Reliability of New Light Quality Metrics: Challenges and Opportunities
Together with high energy saving potentials, LED reliability is considered as one of the key advantages of this technology for artificial lighting . The promise of lighting systems with high reliability leads to various advantages such as lower maintenance needs, long term cost savings and a reduction of the impact of production on the environment.
With the growing maturity of LEDs and the increase control over their spectrum, new applications focusing on the effect of light beyond its conventional illumination function are emerging . As a result, the quantity of LED based lighting solutions for horticulture, agriculture or wildlife care is constantly increasing . In a wider scale, the impact of light on humans, including its impact on the circadian rhythms, is more and more considered and is foreseen as one of the major trend for indoor lighting in the coming years . Those “beyond lighting” applications require the implementation of new metrics (e.g Cs/CLA or ML for circadian lighting). Reliability is defined as the ability of a component or system to fulfill its required functions in a certain environment for a specific period. Therefore, for these applications, the lighting system function is not only illumination but can also be composed of other requirements (e.g. a certain plant growth speed, a certain color saturation level). For those applications, reliability of the lighting systems is no longer defined only with a flux maintenance. As a result, the maintenance of those new light quality metrics must be analyzed and modeled. However, as those metrics are directly linked to the spectrum of the light source, reliability models based on its variations have to be developed. Due to different LED technologies, especially regarding light conversion, and to the amount of possible stress factors, spectrum reliability models are challenging to build.

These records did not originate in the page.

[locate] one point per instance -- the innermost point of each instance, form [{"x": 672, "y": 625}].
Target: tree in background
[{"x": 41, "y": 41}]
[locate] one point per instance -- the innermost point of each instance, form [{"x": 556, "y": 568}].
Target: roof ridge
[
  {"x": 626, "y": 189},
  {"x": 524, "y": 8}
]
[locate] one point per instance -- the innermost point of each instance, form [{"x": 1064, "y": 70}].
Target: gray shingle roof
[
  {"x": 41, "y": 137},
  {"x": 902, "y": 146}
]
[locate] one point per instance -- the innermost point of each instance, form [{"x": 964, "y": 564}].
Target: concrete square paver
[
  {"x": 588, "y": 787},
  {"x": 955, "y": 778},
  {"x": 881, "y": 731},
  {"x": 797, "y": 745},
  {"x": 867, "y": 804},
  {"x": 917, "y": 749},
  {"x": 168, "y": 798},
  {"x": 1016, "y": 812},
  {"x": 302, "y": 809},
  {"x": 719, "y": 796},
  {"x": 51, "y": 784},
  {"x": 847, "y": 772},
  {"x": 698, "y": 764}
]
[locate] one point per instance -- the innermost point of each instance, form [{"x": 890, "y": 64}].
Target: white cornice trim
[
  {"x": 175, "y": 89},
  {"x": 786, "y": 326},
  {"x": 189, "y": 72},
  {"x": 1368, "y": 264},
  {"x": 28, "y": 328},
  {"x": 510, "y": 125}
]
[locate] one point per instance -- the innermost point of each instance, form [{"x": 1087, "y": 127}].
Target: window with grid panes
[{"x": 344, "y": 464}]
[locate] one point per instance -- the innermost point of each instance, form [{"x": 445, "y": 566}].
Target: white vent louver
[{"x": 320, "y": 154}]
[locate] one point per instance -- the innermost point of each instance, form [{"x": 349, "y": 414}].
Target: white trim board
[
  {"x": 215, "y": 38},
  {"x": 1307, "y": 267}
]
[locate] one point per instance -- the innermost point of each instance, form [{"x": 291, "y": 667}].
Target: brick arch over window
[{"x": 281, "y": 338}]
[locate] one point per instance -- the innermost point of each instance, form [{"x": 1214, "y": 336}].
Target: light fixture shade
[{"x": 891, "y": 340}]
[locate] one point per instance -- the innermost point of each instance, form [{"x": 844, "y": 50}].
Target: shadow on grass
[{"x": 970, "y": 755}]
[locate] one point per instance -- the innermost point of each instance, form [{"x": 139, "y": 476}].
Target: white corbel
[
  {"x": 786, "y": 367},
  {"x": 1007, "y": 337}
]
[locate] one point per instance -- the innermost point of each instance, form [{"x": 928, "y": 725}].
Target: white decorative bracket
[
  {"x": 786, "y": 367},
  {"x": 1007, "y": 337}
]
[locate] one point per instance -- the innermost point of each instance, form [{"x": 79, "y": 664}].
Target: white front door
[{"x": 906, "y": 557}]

In this paper, the impact of spectrum ageing on different light quality parameters will be presented (including TM30 and circadian parameters). Based on resent results (composed of simulations and ageing data) the influence of technologies on the maintenance of those parameters will be exposed highlighting the advantages and limits of the different technological approaches (e.g. multiple phosphors vs. n channels). In a third part, the challenges of modelling the light quality parameters maintenance over time will be discussed. Finally, recent results obtained using innovative modeling tools based on artificial intelligence and machine learning will be presented underlining a solution to the modeling of light quality parameters maintenance.